Activation functions play pivotal role in neural networks. As an alternative to hyperbolic tangent, softsign is an activation function for neural networks. Even though tanh and softsign functions are closely related, tanh converges exponentially whereas softsign converges polynomially. Even though softsign appears in literature, it would not be adopted in practice as much as tanh.

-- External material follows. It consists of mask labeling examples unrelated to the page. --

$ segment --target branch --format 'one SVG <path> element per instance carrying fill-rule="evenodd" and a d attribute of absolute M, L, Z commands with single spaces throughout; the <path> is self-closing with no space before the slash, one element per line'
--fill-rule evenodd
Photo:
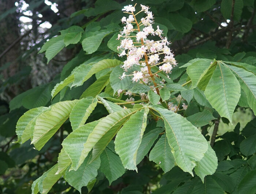
<path fill-rule="evenodd" d="M 218 131 L 218 127 L 219 127 L 219 118 L 218 118 L 216 120 L 214 120 L 214 128 L 213 129 L 212 132 L 212 135 L 211 138 L 211 143 L 210 145 L 212 147 L 214 145 L 215 143 L 215 140 L 216 139 L 216 135 L 217 135 L 217 131 Z"/>
<path fill-rule="evenodd" d="M 232 0 L 232 9 L 231 10 L 230 22 L 227 26 L 228 27 L 229 27 L 230 25 L 231 30 L 229 34 L 227 39 L 227 42 L 226 44 L 226 47 L 227 48 L 229 48 L 231 44 L 231 41 L 232 41 L 232 34 L 233 34 L 233 27 L 234 27 L 234 8 L 235 6 L 235 0 Z"/>
<path fill-rule="evenodd" d="M 5 54 L 7 53 L 9 51 L 10 51 L 12 48 L 14 46 L 14 45 L 15 45 L 18 43 L 19 42 L 22 38 L 23 38 L 25 36 L 26 36 L 29 34 L 29 33 L 30 33 L 30 32 L 31 32 L 31 30 L 32 29 L 30 30 L 29 31 L 28 31 L 27 32 L 27 33 L 21 36 L 20 36 L 18 38 L 16 39 L 15 40 L 14 40 L 14 41 L 13 42 L 12 42 L 12 43 L 10 45 L 10 46 L 9 46 L 4 51 L 3 53 L 2 53 L 0 55 L 0 59 L 1 59 L 2 58 L 2 57 L 3 56 L 4 56 Z"/>

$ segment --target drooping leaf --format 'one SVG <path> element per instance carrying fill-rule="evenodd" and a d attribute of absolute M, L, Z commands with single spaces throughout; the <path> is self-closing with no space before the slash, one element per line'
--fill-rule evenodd
<path fill-rule="evenodd" d="M 195 167 L 195 172 L 203 183 L 205 176 L 213 174 L 217 166 L 218 159 L 216 155 L 210 144 L 208 144 L 208 149 L 204 157 Z"/>
<path fill-rule="evenodd" d="M 220 115 L 232 123 L 233 113 L 241 93 L 239 82 L 230 70 L 218 64 L 204 94 Z"/>
<path fill-rule="evenodd" d="M 149 160 L 158 164 L 165 173 L 174 166 L 174 159 L 165 134 L 162 136 L 150 151 Z"/>
<path fill-rule="evenodd" d="M 21 141 L 22 141 L 22 142 L 23 143 L 30 139 L 30 130 L 28 132 L 28 133 L 25 132 L 29 123 L 34 118 L 36 117 L 47 108 L 47 107 L 44 107 L 33 108 L 28 110 L 20 117 L 16 124 L 16 134 L 18 136 L 18 143 L 20 143 Z M 24 133 L 26 134 L 28 133 L 28 135 L 25 135 L 23 138 L 22 137 Z"/>
<path fill-rule="evenodd" d="M 95 127 L 84 144 L 84 148 L 75 170 L 83 162 L 93 148 L 92 160 L 98 157 L 124 123 L 138 109 L 127 109 L 114 112 L 103 118 Z"/>
<path fill-rule="evenodd" d="M 160 99 L 160 96 L 157 94 L 156 94 L 152 90 L 150 90 L 147 93 L 148 100 L 153 104 L 157 104 Z"/>
<path fill-rule="evenodd" d="M 110 114 L 123 110 L 123 108 L 120 106 L 112 102 L 106 100 L 98 96 L 97 97 L 102 103 L 102 104 L 103 104 L 103 105 L 104 105 L 104 106 L 105 106 L 107 110 Z"/>
<path fill-rule="evenodd" d="M 256 75 L 242 68 L 234 66 L 226 65 L 239 78 L 241 81 L 241 87 L 245 92 L 248 104 L 256 114 Z"/>
<path fill-rule="evenodd" d="M 70 113 L 69 120 L 74 131 L 83 125 L 97 105 L 96 98 L 82 98 L 79 100 Z"/>
<path fill-rule="evenodd" d="M 70 170 L 77 166 L 83 149 L 83 145 L 89 134 L 99 122 L 99 120 L 95 121 L 81 126 L 68 135 L 62 142 L 63 150 L 72 163 Z"/>
<path fill-rule="evenodd" d="M 215 119 L 209 110 L 205 110 L 186 118 L 187 120 L 196 127 L 202 127 L 209 124 L 212 120 Z"/>
<path fill-rule="evenodd" d="M 159 90 L 159 93 L 163 101 L 168 100 L 171 96 L 170 91 L 166 87 L 163 88 Z"/>
<path fill-rule="evenodd" d="M 82 42 L 83 49 L 87 54 L 91 54 L 97 50 L 103 38 L 111 33 L 108 30 L 102 31 L 97 35 L 85 38 Z"/>
<path fill-rule="evenodd" d="M 180 115 L 157 106 L 153 108 L 163 118 L 176 163 L 193 175 L 193 169 L 207 150 L 207 141 L 197 129 Z"/>
<path fill-rule="evenodd" d="M 118 155 L 106 147 L 101 155 L 101 161 L 99 170 L 104 173 L 109 182 L 109 185 L 114 181 L 122 176 L 125 170 Z"/>
<path fill-rule="evenodd" d="M 110 74 L 110 72 L 109 72 L 96 80 L 83 93 L 80 97 L 80 98 L 88 96 L 95 97 L 99 94 L 109 82 Z"/>
<path fill-rule="evenodd" d="M 101 165 L 99 158 L 90 162 L 92 154 L 88 155 L 80 167 L 76 170 L 65 172 L 65 179 L 72 187 L 77 189 L 80 193 L 82 187 L 86 186 L 92 179 L 98 174 L 98 169 Z"/>
<path fill-rule="evenodd" d="M 140 162 L 148 152 L 161 131 L 161 129 L 157 128 L 150 131 L 143 136 L 140 145 L 137 152 L 136 165 Z"/>
<path fill-rule="evenodd" d="M 148 109 L 143 109 L 132 115 L 116 137 L 115 150 L 127 169 L 137 170 L 137 153 L 147 125 L 148 113 Z"/>
<path fill-rule="evenodd" d="M 187 73 L 192 81 L 192 88 L 196 87 L 208 70 L 216 65 L 217 63 L 208 60 L 199 60 L 188 67 Z"/>
<path fill-rule="evenodd" d="M 77 100 L 60 102 L 37 118 L 31 143 L 40 150 L 68 118 Z"/>

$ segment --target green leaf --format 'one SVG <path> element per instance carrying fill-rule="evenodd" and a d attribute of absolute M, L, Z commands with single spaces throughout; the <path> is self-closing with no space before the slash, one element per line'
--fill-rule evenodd
<path fill-rule="evenodd" d="M 62 39 L 50 45 L 46 50 L 45 57 L 47 58 L 47 63 L 54 57 L 65 47 L 64 40 Z"/>
<path fill-rule="evenodd" d="M 163 101 L 168 100 L 171 96 L 170 91 L 165 87 L 159 91 L 159 93 Z"/>
<path fill-rule="evenodd" d="M 175 162 L 193 176 L 193 169 L 208 149 L 206 140 L 197 128 L 181 115 L 157 106 L 153 108 L 163 118 Z"/>
<path fill-rule="evenodd" d="M 60 179 L 64 173 L 56 174 L 58 170 L 58 165 L 55 164 L 45 172 L 39 178 L 38 182 L 39 192 L 42 194 L 46 194 L 50 191 L 56 182 Z"/>
<path fill-rule="evenodd" d="M 127 90 L 130 89 L 136 85 L 136 82 L 133 82 L 129 76 L 125 76 L 124 79 L 119 78 L 124 73 L 124 70 L 120 66 L 116 67 L 110 74 L 110 85 L 114 90 L 114 94 L 120 89 Z M 132 71 L 128 71 L 128 73 L 132 73 Z"/>
<path fill-rule="evenodd" d="M 256 134 L 243 140 L 240 144 L 240 151 L 246 156 L 256 152 Z"/>
<path fill-rule="evenodd" d="M 203 183 L 205 176 L 213 174 L 217 166 L 218 159 L 216 155 L 211 146 L 208 144 L 208 149 L 195 167 L 195 172 Z"/>
<path fill-rule="evenodd" d="M 83 93 L 80 98 L 88 96 L 95 97 L 99 94 L 109 82 L 110 75 L 110 72 L 109 72 L 96 80 Z"/>
<path fill-rule="evenodd" d="M 56 84 L 55 86 L 52 90 L 51 95 L 52 98 L 53 98 L 58 93 L 60 92 L 62 89 L 67 86 L 71 82 L 73 82 L 75 80 L 74 75 L 71 75 L 70 76 L 68 76 L 63 81 L 61 81 L 59 84 Z"/>
<path fill-rule="evenodd" d="M 85 76 L 83 76 L 83 79 L 81 83 L 79 83 L 79 84 L 73 84 L 72 86 L 82 85 L 84 82 L 91 77 L 94 74 L 103 69 L 118 66 L 121 63 L 121 62 L 117 59 L 104 59 L 101 61 L 93 65 L 88 73 Z"/>
<path fill-rule="evenodd" d="M 178 84 L 168 84 L 166 88 L 171 91 L 182 91 L 187 90 L 186 88 Z"/>
<path fill-rule="evenodd" d="M 95 98 L 82 98 L 79 100 L 70 113 L 69 120 L 74 131 L 83 125 L 97 105 L 98 100 Z"/>
<path fill-rule="evenodd" d="M 108 42 L 108 47 L 112 51 L 117 53 L 121 52 L 121 50 L 117 50 L 117 46 L 120 45 L 120 40 L 117 40 L 117 35 L 119 34 L 117 32 Z"/>
<path fill-rule="evenodd" d="M 209 9 L 216 2 L 216 0 L 193 0 L 191 3 L 192 7 L 197 12 L 202 12 Z"/>
<path fill-rule="evenodd" d="M 187 73 L 192 81 L 192 88 L 196 87 L 208 70 L 216 66 L 217 62 L 208 60 L 197 61 L 187 68 Z"/>
<path fill-rule="evenodd" d="M 107 147 L 101 154 L 100 158 L 101 163 L 99 170 L 105 175 L 110 185 L 112 182 L 124 174 L 125 169 L 118 155 Z"/>
<path fill-rule="evenodd" d="M 61 173 L 71 164 L 71 159 L 65 150 L 62 148 L 58 157 L 58 170 L 56 174 Z"/>
<path fill-rule="evenodd" d="M 105 100 L 100 96 L 98 96 L 97 97 L 102 103 L 102 104 L 110 114 L 119 111 L 123 109 L 123 108 L 119 105 L 115 104 L 112 102 Z"/>
<path fill-rule="evenodd" d="M 150 151 L 149 160 L 158 164 L 165 173 L 174 166 L 174 159 L 165 134 L 162 136 Z"/>
<path fill-rule="evenodd" d="M 210 108 L 211 107 L 211 105 L 206 99 L 204 92 L 197 88 L 194 89 L 194 97 L 200 105 Z"/>
<path fill-rule="evenodd" d="M 170 13 L 169 19 L 176 30 L 182 32 L 187 32 L 192 27 L 192 22 L 181 15 L 176 13 Z"/>
<path fill-rule="evenodd" d="M 233 113 L 241 93 L 239 82 L 230 70 L 219 64 L 204 94 L 221 116 L 228 119 L 232 123 Z"/>
<path fill-rule="evenodd" d="M 98 49 L 103 38 L 111 33 L 111 31 L 105 30 L 99 32 L 96 35 L 85 38 L 82 42 L 83 49 L 87 54 L 94 53 Z"/>
<path fill-rule="evenodd" d="M 140 145 L 137 152 L 136 165 L 140 162 L 145 155 L 148 153 L 155 140 L 158 137 L 159 133 L 162 131 L 161 129 L 157 128 L 150 131 L 143 136 Z"/>
<path fill-rule="evenodd" d="M 147 126 L 148 110 L 143 109 L 132 115 L 116 136 L 115 150 L 127 169 L 138 170 L 137 153 Z"/>
<path fill-rule="evenodd" d="M 81 193 L 82 187 L 86 186 L 98 174 L 101 160 L 98 158 L 90 162 L 92 157 L 92 154 L 89 155 L 77 170 L 68 171 L 67 169 L 65 173 L 65 179 L 80 193 Z"/>
<path fill-rule="evenodd" d="M 256 114 L 256 75 L 242 68 L 226 65 L 239 78 L 241 87 L 245 92 L 248 104 Z"/>
<path fill-rule="evenodd" d="M 221 4 L 221 11 L 225 19 L 230 19 L 232 10 L 232 0 L 222 0 Z M 243 0 L 236 0 L 234 7 L 234 19 L 240 20 L 242 14 L 244 3 Z"/>
<path fill-rule="evenodd" d="M 87 123 L 80 127 L 69 135 L 62 142 L 61 145 L 64 152 L 68 155 L 72 163 L 70 170 L 74 170 L 75 167 L 76 169 L 78 168 L 76 167 L 82 154 L 83 145 L 86 141 L 89 134 L 93 131 L 99 121 Z"/>
<path fill-rule="evenodd" d="M 153 104 L 157 104 L 159 102 L 160 99 L 160 96 L 157 94 L 156 94 L 152 90 L 148 91 L 147 93 L 148 100 Z"/>
<path fill-rule="evenodd" d="M 47 107 L 38 107 L 35 108 L 28 110 L 25 112 L 19 119 L 17 124 L 16 124 L 16 134 L 18 136 L 18 143 L 20 143 L 22 141 L 22 143 L 24 143 L 27 140 L 29 139 L 30 137 L 30 130 L 29 131 L 28 138 L 24 137 L 22 138 L 23 133 L 25 132 L 26 129 L 31 121 L 41 113 L 48 108 Z M 27 133 L 25 132 L 26 133 Z"/>
<path fill-rule="evenodd" d="M 202 112 L 196 113 L 186 119 L 196 127 L 199 127 L 209 124 L 212 120 L 216 118 L 209 110 L 204 110 Z"/>
<path fill-rule="evenodd" d="M 256 170 L 249 172 L 238 186 L 239 193 L 253 194 L 256 193 Z"/>
<path fill-rule="evenodd" d="M 147 85 L 139 84 L 133 86 L 129 91 L 132 93 L 137 94 L 147 92 L 150 89 L 150 87 Z"/>
<path fill-rule="evenodd" d="M 189 102 L 194 97 L 194 90 L 193 89 L 189 89 L 186 90 L 181 91 L 180 94 L 181 94 L 182 97 L 185 99 L 188 102 L 188 104 L 189 104 Z"/>
<path fill-rule="evenodd" d="M 40 150 L 68 118 L 71 110 L 77 102 L 60 102 L 53 105 L 49 110 L 39 115 L 35 121 L 31 143 Z"/>
<path fill-rule="evenodd" d="M 192 194 L 218 193 L 224 194 L 225 192 L 216 182 L 211 176 L 206 176 L 203 184 L 200 181 L 195 184 Z"/>
<path fill-rule="evenodd" d="M 84 144 L 82 155 L 75 169 L 80 166 L 93 148 L 92 160 L 99 156 L 124 123 L 138 110 L 123 110 L 110 114 L 101 120 L 89 135 Z"/>
<path fill-rule="evenodd" d="M 71 44 L 76 44 L 80 40 L 82 36 L 81 32 L 75 32 L 66 34 L 64 38 L 64 43 L 66 46 Z"/>

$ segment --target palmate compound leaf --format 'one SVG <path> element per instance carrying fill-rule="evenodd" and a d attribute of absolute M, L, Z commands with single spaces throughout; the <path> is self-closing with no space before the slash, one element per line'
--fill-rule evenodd
<path fill-rule="evenodd" d="M 206 59 L 197 61 L 187 69 L 187 73 L 192 81 L 192 88 L 196 87 L 208 70 L 214 66 L 217 62 Z"/>
<path fill-rule="evenodd" d="M 20 117 L 16 125 L 16 134 L 18 136 L 17 143 L 21 141 L 24 143 L 30 139 L 30 128 L 29 128 L 30 123 L 47 108 L 48 107 L 44 107 L 33 108 L 28 110 Z"/>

Softsign function: y = x / (1 + |x|)

The both tanh and softsign functions produce outputs in scale of [-1, +1].

## Derivative

We need the function’s partial derivative to backpropagate.

Remember quotient rule first. We would apply quotient rule to the function

dy/dx = [x’.(1 + |x|) – x.(1 + |x|)’] / (1 + |x|)^{2}

We have to find derivative of absolute x first. We’ve already known that the following statements are true

Before that we’ve already known that when x > 0, then |x|’ = 1

when x < 0, then |x|’ = -1

when x = 0, then |x|’= undefined because it has no slope in this point.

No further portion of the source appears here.